My Rating: 3 hearts 

Thoughts on the Novel: Gone Too Far by Natalie D. Richards is a book I probably would enjoyed more in my teenage years. That’s not to say I still don’t love revenge stories – I do – but if I’m going to love the plot now, there needs to be a very good motivation for the character(s) to want revenge and the victim(s) must truly deserve it.

That wasn’t the case in Gone Too Far, though it did acknowledge that there’s a person behind a label and that not everybody within a certain clique is the same. The motive of the person responsible for exacting revenge (and later blackmailing Piper) was extremely weak, and Piper herself voluntarily became a co-partner because she hadn't stood up for Stella and had been bullied herself by the popular kids. Thankfully, over the course of the novel, Piper slowly becomes more uncomfortable with her role in the take down of some students and realizes that part of the reason she’s in the mess that she’s in is due to the fact that she’s very judgmental. However, trying to get her anonymous co-partner to stop seeking retribution is another matter altogether. 

Gone Too Far was released on January 6, 2015 by Sourcebooks Fire. 

Comments About the Cover: It’s okay. 

In exchange for an honest review, this book was received from the publisher (Sourcebooks) for free via NetGalley.

Thursday, January 08, 2015

Review: The Book Thief by Markus Zusak

From Goodreads: It is 1939. Nazi Germany. The country is holding its breath. Death has never been busier, and will be busier still. By her brother's graveside, Liesel's life is changed when she picks up a single object, partially hidden in the snow.

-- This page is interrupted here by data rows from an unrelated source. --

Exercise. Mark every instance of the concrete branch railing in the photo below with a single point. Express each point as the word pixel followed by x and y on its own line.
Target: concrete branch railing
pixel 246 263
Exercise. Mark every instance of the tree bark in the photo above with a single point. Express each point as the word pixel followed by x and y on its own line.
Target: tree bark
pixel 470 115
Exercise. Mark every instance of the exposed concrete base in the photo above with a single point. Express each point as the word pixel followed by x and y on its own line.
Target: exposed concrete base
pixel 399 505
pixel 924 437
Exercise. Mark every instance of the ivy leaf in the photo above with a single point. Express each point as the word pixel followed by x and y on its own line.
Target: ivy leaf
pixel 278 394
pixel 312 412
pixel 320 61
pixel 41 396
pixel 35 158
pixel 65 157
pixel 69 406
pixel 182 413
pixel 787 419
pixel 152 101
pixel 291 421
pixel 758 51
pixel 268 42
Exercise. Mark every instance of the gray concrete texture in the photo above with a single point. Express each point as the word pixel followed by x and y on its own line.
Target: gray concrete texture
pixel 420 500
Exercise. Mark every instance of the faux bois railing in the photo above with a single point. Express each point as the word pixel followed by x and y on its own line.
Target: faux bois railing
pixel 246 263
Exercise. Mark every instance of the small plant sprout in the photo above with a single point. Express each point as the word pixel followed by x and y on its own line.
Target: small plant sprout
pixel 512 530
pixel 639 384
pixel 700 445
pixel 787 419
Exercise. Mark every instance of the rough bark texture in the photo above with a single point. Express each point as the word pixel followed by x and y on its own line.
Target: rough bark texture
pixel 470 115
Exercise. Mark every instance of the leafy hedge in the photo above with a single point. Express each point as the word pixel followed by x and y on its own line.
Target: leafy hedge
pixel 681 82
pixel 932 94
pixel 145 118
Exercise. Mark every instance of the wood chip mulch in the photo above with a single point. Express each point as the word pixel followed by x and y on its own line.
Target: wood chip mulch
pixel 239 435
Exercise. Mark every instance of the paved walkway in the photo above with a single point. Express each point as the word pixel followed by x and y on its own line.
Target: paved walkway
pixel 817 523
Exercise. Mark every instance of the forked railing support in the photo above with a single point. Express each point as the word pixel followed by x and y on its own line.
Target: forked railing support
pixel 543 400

It is The Gravedigger's Handbook, left behind there by accident, and it is her first act of book thievery. So begins a love affair with books and words, as Liesel, with the help of her accordian-playing foster father, learns to read. Soon she is stealing books from Nazi book-burnings, the mayor's wife's library, wherever there are books to be found. But these are dangerous times. When Liesel's foster family hides a Jewish fist-fighter in their basement, Liesel's world is both opened up, and closed down.

My Rating: 4.5 hearts 

Thoughts on the Novel: When I tried forcing myself to read Markus Zusak’s The Book Thief before the movie was released last year, I gave up after a few pages. I attempted to read it again a few days ago; and after finishing it, can understand why so many people loved it.

Because I’m having a hard time figuring out how to write a proper review for The Book Thief, I decided to do a pros and cons list instead. 

  • Set in Nazi Germany, The Book Thief does a great job of showing both the compassion and cruelty that humans are capable of. 
  • The book is narrated by Death, who provides a unique perspective because he can talk about the lives of many people and reflect on how their stories intersect. 
  • All of the characters are well-developed. 
  • The writing is lovely, and the slow pacing allowed me to truly appreciate this story.
  • Since Death doesn’t care about spoilers, finding out that certain people would die before they actually died kind of reduced the emotional trauma of their death. 
  • Death could have been a bit clearer about what happened to the living characters after WWII. 
  • As much as I enjoyed the writing, Death’s introspections were sometimes distracting from the actual story. 
The Book Thief was released by Knopf Books for Young Readers in March 2006. 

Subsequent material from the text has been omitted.